Per Guinness, the fastest rotation speed, measured at the tip of the rotor, was in an experimental flywheel at Oak Ridge National Laboratory, Tennessee, on December 9, 1985. It reached 1405 m/s before disintegrating.
I don’t know of any centrifuges with a higher tip speed.
Back around 1960 when high speed dental drills first appeared, they spun around 20,000 RPM. I don’t know if there is any good reason to go faster. The dentist has to keep control. However, it was a revolution over the old mechanical ones.
Dentist drills spin at over 1,000,000 RPM now.

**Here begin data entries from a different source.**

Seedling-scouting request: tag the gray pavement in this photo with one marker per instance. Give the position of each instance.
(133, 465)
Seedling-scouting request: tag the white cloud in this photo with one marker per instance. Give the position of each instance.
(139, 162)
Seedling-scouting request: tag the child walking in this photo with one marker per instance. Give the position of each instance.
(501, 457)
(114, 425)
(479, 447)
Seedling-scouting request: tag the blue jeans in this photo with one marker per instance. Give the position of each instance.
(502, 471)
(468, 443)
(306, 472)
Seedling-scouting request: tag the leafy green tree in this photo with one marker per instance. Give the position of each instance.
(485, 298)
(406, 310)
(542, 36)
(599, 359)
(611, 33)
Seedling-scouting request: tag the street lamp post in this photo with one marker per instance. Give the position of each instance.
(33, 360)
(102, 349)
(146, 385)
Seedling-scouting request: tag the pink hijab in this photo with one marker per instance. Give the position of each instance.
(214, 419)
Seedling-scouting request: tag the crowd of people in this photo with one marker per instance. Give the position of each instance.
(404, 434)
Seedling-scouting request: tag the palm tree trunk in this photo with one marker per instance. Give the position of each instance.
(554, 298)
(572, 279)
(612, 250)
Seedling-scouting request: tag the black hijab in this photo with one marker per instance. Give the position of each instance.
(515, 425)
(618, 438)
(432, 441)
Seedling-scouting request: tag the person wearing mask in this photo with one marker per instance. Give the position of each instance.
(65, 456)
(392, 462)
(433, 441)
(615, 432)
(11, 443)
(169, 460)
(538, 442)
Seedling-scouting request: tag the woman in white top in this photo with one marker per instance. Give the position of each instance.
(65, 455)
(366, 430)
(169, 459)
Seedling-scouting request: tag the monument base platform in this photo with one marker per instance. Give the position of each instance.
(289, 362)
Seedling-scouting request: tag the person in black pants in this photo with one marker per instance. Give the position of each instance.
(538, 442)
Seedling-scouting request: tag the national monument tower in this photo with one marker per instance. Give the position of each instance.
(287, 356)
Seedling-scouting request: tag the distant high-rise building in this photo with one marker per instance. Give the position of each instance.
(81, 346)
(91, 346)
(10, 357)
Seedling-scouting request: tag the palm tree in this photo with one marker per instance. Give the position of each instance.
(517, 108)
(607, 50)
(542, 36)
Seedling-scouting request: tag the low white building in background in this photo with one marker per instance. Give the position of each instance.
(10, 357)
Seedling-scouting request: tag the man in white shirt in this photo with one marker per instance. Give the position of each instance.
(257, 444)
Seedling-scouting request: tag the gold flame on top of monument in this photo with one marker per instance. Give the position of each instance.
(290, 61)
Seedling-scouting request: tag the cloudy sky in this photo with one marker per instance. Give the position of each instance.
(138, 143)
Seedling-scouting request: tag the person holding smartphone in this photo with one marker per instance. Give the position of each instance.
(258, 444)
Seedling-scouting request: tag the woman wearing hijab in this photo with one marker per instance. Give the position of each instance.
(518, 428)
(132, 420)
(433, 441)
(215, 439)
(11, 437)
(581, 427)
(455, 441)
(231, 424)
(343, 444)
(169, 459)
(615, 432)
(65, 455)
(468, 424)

My dentist said he doesn’t like them - they cut too fast, and a tiny slip of the hand can turn into a big mistake (ouch!).
Oh, I should also ask if we’re restricting to man-made things, and also just what counts as a “thing”. The surfaces of neutron stars are moving at relativistic speeds, and in so far as a rotational speed can be defined for the surface of a rotating black hole, it’s c or very close to it.
Yeah, I thought so too, but I figured if people were going to mention satellites and the like I may as well toss that out there.
edit: and it is controlled after all - to an extent that’s hard to appreciate until you start to really look at the scales and time factors being dealt with.
Related question: what’s the fastest a human has ever pirouetted (ie, spun about his or her own axis, as opposed to spinning around a chamber in one of those G test thingies)?